中国地理ノート

 中国の領土は960万㎢と広大であり、陸上の国境線は2万2千kmと、世界一長い。陸軍兵力は98万人。陸上で危ないのはインドとの国境で、カシミール地方の帰属をめぐって争っている。インドは陸上だけでも113万の兵力を持つ大敵だ。
 同盟国としてはロシアとパキスタンがある。それぞれ陸上戦力は55万。インドは北に中国の98万、西にパキスタンの55万と対峙している。
 インドは中国に対抗するため、軍事同盟のQuad(日、米、豪、印)を形成し、防衛力を強化している。

 海軍戦力は総トン数290万と、世界二位だ。海上で対峙しているのは日本、台湾。その背後にはオーストラリアとアメリカがある。海上戦力はアメリカを除けば有利だが、同盟国のロシアがあれなので少々心もとない。
 台湾侵攻を行った場合、成功するかは微妙なところ。しかし目的を防衛に限れば十分な戦力を持っているといえる。

 国内に目を向けると、東部の沿海部が発展し、西部(内モンゴル自治区含む)は取り残された感がある。

 中国は国内を三つの経済区分に分けている。東部、中古、西部である。東部では環渤海経済圏、長江デルタ経済圏、珠江デルタ経済圏の三地域が発展している。
 環渤海経済圏は首都ペキンを含む地域で、その名の通り渤海を囲むように広がっている。
 長江デルタ経済圏は上海を中心とし、北の江蘇省、南の浙江省にまで広がっている。
 中国における最大の行政区分は省であり、27個ある。東部沿海地域は遼寧省、河北省、山東省、江蘇省、浙江省、福建省、広東省の七つ。この七省が中国の成長をけん引しているといっていい。

 珠江デルタ経済圏は香港を中心とする。いわゆる華南の地である。
 華南はもとは中原から見れば辺境とされていたが、六朝時代にこの地に根を張った諸王朝が開拓したことから発展。唐王朝の経済力は華南の収益でまかなわれていたほどだ。
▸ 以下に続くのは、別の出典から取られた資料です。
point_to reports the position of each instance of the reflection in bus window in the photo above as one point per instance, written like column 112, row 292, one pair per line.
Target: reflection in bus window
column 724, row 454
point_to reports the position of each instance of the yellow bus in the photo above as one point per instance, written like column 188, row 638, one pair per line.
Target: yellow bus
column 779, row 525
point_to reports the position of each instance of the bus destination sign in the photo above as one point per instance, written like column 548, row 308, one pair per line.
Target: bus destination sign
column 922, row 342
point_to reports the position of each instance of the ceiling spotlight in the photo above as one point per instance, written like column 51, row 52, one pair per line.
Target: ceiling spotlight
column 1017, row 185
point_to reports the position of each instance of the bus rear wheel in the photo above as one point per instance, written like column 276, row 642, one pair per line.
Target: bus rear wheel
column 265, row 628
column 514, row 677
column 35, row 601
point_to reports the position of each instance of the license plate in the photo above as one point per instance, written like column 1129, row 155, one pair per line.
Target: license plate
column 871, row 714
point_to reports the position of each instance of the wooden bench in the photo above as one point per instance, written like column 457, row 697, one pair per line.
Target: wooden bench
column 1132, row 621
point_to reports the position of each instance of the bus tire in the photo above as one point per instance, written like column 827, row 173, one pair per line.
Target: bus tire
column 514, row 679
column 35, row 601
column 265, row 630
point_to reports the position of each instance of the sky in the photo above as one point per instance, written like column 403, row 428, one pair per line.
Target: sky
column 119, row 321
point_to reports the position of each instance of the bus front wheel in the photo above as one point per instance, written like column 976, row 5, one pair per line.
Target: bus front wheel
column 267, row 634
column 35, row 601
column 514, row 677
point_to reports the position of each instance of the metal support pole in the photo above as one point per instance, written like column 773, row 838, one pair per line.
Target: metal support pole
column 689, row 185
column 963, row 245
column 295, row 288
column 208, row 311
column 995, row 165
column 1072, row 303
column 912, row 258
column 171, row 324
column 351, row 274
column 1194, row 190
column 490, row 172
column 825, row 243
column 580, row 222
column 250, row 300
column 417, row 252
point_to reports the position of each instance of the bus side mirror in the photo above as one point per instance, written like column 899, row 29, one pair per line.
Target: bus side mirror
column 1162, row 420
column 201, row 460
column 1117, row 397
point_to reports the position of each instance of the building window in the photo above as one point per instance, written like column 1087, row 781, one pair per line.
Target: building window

華南は経済力があり、また農作物も豊かであり、華南の物産は多く華北へと運ばれていた。
 現在では華北のほうが土地が豊かになり、逆に華南へ食物を運んでいる。

 中国の経済力の源は今あげた三つの経済圏であり、軍もこれを守ることを前提として考えられていた。海軍基地もこの三か所に置かれている。ちなみに、海兵隊にあたる海軍陸戦隊は三か所にそれぞれ二個旅団ずつ置かれている。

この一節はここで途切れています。